Pox_ An American History - Michael Willrich [184]
And so, Pickering and Ballard built their case for Pear and Jacobson on the shoulders of the many vaccination litigants who had come before them. Although the case law since 1890 had generally affirmed the right of the state to compel vaccination under its police powers, during the past few years state judges had imposed some meaningful conditions on that right. The “present danger” standard limited the rule-making discretion of administrative bodies. The harm avoidance principle presumed that personal health conditions could be a defense against prosecution in vaccination cases. Of course, the Supreme Judicial Court of Massachusetts had the right to make up its own mind. Pickering and Ballard urged the justices of the renowned court to abolish compulsory vaccination just as their predecessors had abolished slavery in the state 120 years earlier.
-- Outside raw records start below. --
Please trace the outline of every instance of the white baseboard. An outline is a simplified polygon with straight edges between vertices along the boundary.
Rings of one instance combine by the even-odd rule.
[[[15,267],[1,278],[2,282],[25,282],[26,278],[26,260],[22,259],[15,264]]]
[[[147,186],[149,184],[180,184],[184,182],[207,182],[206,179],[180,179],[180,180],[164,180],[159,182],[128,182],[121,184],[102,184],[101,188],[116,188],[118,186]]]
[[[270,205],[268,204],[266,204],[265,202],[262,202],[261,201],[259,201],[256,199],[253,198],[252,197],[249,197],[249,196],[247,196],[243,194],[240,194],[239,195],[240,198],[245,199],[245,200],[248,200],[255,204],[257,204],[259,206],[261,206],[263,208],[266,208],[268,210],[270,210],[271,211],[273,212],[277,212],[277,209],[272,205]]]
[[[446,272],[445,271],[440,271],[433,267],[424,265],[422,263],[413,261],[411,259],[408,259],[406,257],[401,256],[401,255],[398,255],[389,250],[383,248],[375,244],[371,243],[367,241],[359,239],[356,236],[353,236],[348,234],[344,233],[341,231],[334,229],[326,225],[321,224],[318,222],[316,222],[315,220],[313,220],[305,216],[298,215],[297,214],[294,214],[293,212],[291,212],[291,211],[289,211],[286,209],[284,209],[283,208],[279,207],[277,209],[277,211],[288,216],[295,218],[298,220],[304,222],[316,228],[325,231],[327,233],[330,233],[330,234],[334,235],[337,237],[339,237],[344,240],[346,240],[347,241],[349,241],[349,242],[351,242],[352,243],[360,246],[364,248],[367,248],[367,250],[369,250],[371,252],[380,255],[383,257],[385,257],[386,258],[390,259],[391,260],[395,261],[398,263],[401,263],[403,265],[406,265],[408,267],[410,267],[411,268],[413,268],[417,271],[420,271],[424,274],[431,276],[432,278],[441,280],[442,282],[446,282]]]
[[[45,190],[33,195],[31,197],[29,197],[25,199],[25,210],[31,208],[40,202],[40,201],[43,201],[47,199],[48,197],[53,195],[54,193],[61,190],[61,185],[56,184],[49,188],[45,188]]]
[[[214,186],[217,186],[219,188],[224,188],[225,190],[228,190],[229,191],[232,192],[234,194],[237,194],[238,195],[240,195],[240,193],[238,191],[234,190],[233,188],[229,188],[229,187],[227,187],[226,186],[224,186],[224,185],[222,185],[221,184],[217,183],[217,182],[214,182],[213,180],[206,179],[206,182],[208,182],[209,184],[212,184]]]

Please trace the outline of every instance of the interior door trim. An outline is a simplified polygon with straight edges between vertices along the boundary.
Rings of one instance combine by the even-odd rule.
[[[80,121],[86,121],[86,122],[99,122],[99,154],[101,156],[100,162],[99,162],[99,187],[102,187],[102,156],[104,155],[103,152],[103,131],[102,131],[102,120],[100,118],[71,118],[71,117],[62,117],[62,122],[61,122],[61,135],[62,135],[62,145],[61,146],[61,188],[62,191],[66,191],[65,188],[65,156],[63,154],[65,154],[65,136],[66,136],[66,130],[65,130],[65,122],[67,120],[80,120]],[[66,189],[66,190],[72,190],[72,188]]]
Curiously, Pickering and Ballard overlooked one particularly relevant federal case. Unlike most of the era’s important public health cases, Wong Wai v. Williamson (1900) had nothing to do with smallpox. The case arose from the turn-of-the-century bubonic plague epidemic in San Francisco. A federal circuit court issued an injunction to prevent health officials from carrying out a plan that forbade Chinese residents to leave the city without submitting to vaccination. The plague vaccine, Haffkine’s prophylactic vaccine, had been invented just three years earlier. It was highly toxic and had serious side effects, as Chinese residents of the city had learned when a few voluntarily submitted to inoculation. Chinese residents put up a good fight against compulsory inoculation—in the streets and in the courts. Wong Wai, a merchant, sued, insisting the inoculation plan violated the Equal Protection Clause of the Fourteenth Amendment. Judge William Morrow agreed. The plan, he said, was “boldly directed against the Asiatic or Mongolian race as a class, without regard to the previous condition, habits, exposure to disease, or residence of the individual.” The defendants had provided “no evidence” to show that the Chinese were more susceptible to the plague than other races. Morrow cautioned the San Francisco Board of Health that the police power, “however broad and extensive, is not above the constitution.” Wong Wai established equal protection as an important standard for reviewing compulsory health measures.88
In their final briefs Pickering and Ballard presented the Supreme Judicial Court with a libertarian indictment of the growth of police power since the Civil War. The lawyers charged that the government “has surrounded the citizen with a multitude of restrictions as to his right of choice and individual action, and has imposed almost countless conditions upon his exercise of his legal rights, in respect to his use of his own skill and labor, in earning a livelihood, his employment of others, his use of his own property, and his dealings with his fellow citizens.” Compulsory vaccination revealed the extreme tendencies of the police power. It stole from the individual “the most sacred right that man has ever claimed and defended as his own—the right to the inviolability and integrity of his person.” Every citizen had the “privilege” to decide to what “medical cult, if any, he will entrust his protection against the contagion of small-pox.” Given the risks of vaccine—the lawyers cited Joseph McFarland’s recent report on the Camden tetanus deaths—every citizen had the right to “take his chance of small-pox.” The briefs culminated with the obligatory dance on the slippery slope. If compulsory vaccination was constitutional, then so must be “compulsory hypodermic injections of the public with all the known anti-toxins,” the attorneys declared. “Operative surgery, also, must have its turn, and we shall have compulsory removal of appendices, of warts and wens, and compulsory reformations of human architecture generally, and so have a compulsorily reformed and rehabilitated society.